The chafing dishes are open for business.

  • It’s official.  Booch goes to ‘Bama“With that announcement came the predictable, obvious and necessary jokes. The coach with the five-star heart is joining a program with five-star players. The man who coined the phrase “champions of life” is now a member of the national champions. A former SEC coach is now going to be getting coffee for the greatest coaching legend of our generation.”
  • Auburn’s shitty finish to last season “left a chip on our shoulder”?  What, you’re mad at yourselves for crappy play?  Does that mean you’ll take it out on each other in spring practice?  Geez, Malzahn can’t even do motivation right.
  • Evidently Jon Fabris was at spring practice yesterday.  I hope they kept him away from Rodrigo Blankenship, who definitely does not need a directional kicking challenge.
  • There’s a new professional football league on the horizon that intends to play in the spring with players who don’t make it on NFL rosters.  I mention this because of one marketing element I wholeheartedly endorse:  there will be no TV timeouts and 60 percent fewer commercials.  Praise Jesus and let’s hope it turns out to be the start of a trend.
  • Jacob Eason speaks (h/t)“Honestly I couldn’t tell you. But if I’d not gotten hurt and I finished out the season I doubt we’d be talking right now. But that’s the thing about football. It’s an injury-related sport, things are going to happen and it did but I couldn’t be in a better spot.”
  • Jason Butt drops an intriguing note in his story about Natrez Patrick:  “Patrick’s December arrest marked the third time he was booked on a marijuana-related charge. In the past, that would have been automatic grounds for dismissal. However, Georgia’s drug policy changed recently to allow for certain offenders who are dealing with addiction not to be subject to removal from the team.”  We’re not living in Michael Adams’ world anymore and that’s a great thing for Georgia football, not to mention it’s a more enlightened way to deal with kids struggling with addiction problems.
  • Dan Mullen explains that paying college athletes wouldn’t work because they’d have to pay taxes… you know, like every other hard-working American — including Dan Mullen — already does, which would put them in a financial hole.  Sounds rough.  (It’s also probably bullshit.)  Rhetorical question:  would Mullen be able to overcome his scruples if at some future date players got paid?
  • Drew Lock on Derek Dooley’s new offense:  “It’s more complicated of an offense but I do think it’s easier.”  Whatever you say, Drew.

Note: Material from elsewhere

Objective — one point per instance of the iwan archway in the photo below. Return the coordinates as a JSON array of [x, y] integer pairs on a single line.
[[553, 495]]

Filed under Auburn's Cast of Thousands, Georgia Football, It's Just Bidness, Michael Adams Wants To Rule The World, Nick Saban Rules, Strategery And Mechanics

Musical palate cleanser, Nuggets edition, day three

Today, it’s the 13th Floor Elevators with their classic “You’re Gonna Miss Me”.

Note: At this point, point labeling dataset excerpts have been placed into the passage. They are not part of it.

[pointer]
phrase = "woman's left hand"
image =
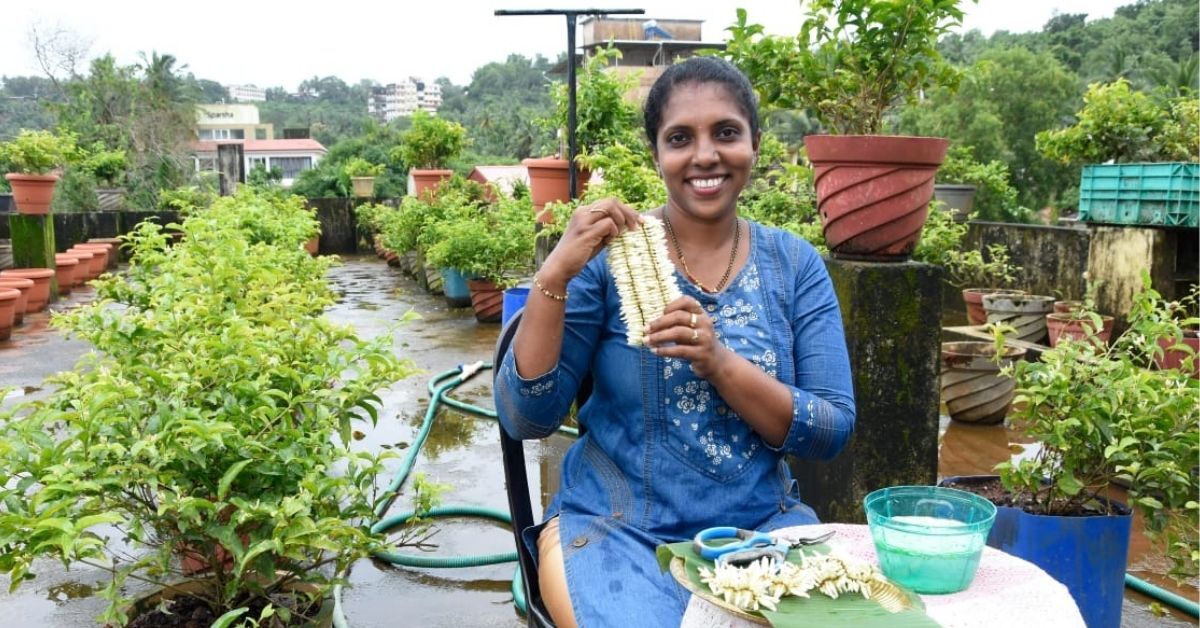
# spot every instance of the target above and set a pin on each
(685, 332)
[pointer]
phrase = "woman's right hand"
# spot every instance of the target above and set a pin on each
(591, 228)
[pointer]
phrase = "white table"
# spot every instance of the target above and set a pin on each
(1007, 591)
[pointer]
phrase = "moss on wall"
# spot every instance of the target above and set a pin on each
(893, 333)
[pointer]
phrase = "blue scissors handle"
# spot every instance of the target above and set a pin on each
(738, 539)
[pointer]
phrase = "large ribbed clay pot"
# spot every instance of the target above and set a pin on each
(24, 286)
(9, 298)
(972, 388)
(40, 294)
(33, 192)
(427, 180)
(487, 299)
(1071, 324)
(1025, 312)
(66, 270)
(973, 299)
(874, 191)
(549, 184)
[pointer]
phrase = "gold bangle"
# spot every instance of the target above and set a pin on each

The lead singer, Roky Erickson, has an… um, interesting history, but as Wikipedia puts it, “If Roky Erickson had vanished from the face of the earth after The 13th Floor Elevators released their epochal debut single, “You’re Gonna Miss Me”, in early 1966, in all likelihood he’d still be regarded as a legend among garage rock fanatics for his primal vocal wailing and feral harmonica work.”

His vocals definitely make the song, although the guy playing lead jug comes in a closer than expected second.